Friday, April 12, 2013

Try Going Just One Day With No Texting and Driving

            Sounds good my man. seeya soon ill tw |

Alexander Heit, 22 years old, was in the driver's seat, head down, while the car carrying him was drifting into oncoming traffic. The oncoming driver slowed and avoided a collision, but when Alexander looked up, he over-corrected, and rolled his car. Officers found his cell phone with a partially complete text message at 5:16 p.m.

His parents released an image of the message, hoping no one else has to die while texting and driving.

What lesson do we learn from this?

  • Do not text and drive
  • Pay attention to other cars (and trucks) erratic behaviour while driving, as there are many other people texting and driving.
  • Do not over correct when you finally do get a chance to look up.
  • Buy a car that has a low centre of gravity, with wheels set wide apart so that it resists rolling.
  • If you must text and drive, do it only for important messages. As far as I can see, this message was not important.  But if you are  following a terrorist in a schoolbus with hostage children and a primed nuclear warhead, go for it.  And by "go for it" I mean contact 911, not to text your buddy that you'll be delayed for a bit, but you'll see him later.
  • If you must text and drive, (see above)  keep it short.  (i.e. "CU" is shorter than "sounds good my man. seeya soon ill tw")  And actually, that would have been even longer if Alexander had not been killed before the end of the texting.

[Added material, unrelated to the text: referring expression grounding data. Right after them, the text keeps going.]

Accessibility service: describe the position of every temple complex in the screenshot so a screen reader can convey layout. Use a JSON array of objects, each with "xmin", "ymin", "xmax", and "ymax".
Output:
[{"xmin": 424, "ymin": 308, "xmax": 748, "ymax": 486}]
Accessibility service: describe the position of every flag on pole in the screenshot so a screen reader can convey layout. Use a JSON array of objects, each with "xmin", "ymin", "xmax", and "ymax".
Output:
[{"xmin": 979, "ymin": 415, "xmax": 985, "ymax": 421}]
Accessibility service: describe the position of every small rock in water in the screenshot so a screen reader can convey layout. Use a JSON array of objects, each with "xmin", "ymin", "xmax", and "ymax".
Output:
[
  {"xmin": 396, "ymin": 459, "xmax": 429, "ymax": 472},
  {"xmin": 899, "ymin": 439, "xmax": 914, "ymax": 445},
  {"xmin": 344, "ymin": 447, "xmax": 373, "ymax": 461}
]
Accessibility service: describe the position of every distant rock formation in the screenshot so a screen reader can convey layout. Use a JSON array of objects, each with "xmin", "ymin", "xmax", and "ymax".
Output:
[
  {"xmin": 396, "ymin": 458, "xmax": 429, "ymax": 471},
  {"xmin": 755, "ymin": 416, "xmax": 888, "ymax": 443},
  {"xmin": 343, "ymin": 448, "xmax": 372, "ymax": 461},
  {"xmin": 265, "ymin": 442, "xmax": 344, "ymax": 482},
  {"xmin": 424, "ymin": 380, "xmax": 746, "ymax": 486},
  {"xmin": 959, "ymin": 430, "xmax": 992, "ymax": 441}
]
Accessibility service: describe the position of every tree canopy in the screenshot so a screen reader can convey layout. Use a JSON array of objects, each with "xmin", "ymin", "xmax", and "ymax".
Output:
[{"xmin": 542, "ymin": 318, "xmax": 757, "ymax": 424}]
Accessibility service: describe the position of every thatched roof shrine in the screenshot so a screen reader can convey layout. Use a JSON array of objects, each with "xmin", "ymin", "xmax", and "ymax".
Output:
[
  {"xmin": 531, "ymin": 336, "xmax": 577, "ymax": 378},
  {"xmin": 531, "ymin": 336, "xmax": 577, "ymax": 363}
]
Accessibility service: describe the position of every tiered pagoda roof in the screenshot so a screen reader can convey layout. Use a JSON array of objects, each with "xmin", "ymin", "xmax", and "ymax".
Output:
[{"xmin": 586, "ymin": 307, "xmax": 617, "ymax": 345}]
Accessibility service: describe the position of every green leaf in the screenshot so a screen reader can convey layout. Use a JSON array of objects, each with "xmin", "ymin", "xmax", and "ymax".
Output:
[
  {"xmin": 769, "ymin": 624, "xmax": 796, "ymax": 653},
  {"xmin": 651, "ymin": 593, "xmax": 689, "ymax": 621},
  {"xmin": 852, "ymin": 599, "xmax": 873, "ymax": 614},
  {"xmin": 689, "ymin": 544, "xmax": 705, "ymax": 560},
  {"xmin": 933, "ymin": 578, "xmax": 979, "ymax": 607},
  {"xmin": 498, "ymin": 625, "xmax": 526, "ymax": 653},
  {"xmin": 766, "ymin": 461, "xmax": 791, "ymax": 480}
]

Here is a link to an article, it has a video with a commercial intro, so if you don't like that sort of thing, try the second link


  1. IMHO ... there is no excuse for texting while operating a motor vehicle. Period. End of discussion.

    In fact, there is no excuse for doing anything else but operating the vehicle. All too many people now seem to consider operation of the vehicle as a 'secondary' activity to texting, chatting on the cell phone, fiddling with their fancy stereo, applying make-up, disciplining their children, eating their breakfast ... the list is virtually endless.

    It's dead simple: operating a motor vehicle is a complex activity ... there is no margin of error for distraction. An awful lot can (and often does) happen in the 500 milliseconds one's eyes are off the road. Even at 50 Kph, a vehicle travels almost 50 feet ... bad news if an unexpected object (vehicle, cyclist, pedestrian, animal, whatever) is suddenly present at 49 feet.

    Has driver education now been so dumbed down that the concept of 'perception-recognition- reaction' times has been abandoned?

    Although I respect the intent of programs like Manitoba's '' campaign ... ... I suspect, like seat belts and drunk driving, it will take some time for the message to hit home.

  2. Now the scientific evidence is in ...

    Frequent texters tend to be shallow ... 'Young adults who send text messages more than 100 times a day tend to be more interested in wealth and image than leading an ethical life'

    Small wonder they're causing traffic accidents. Selfish idiots - our right to an expectation of safety on the roads should trump their right to shallow, pointless, unimportant and narcissistic 'communications.'

    1. Texting could become a bigger problem than the war on drugs. The dividing line for busy texting was was 50 a day! I have sent about 20, ever. I must be at the very deep end of the thinking pool.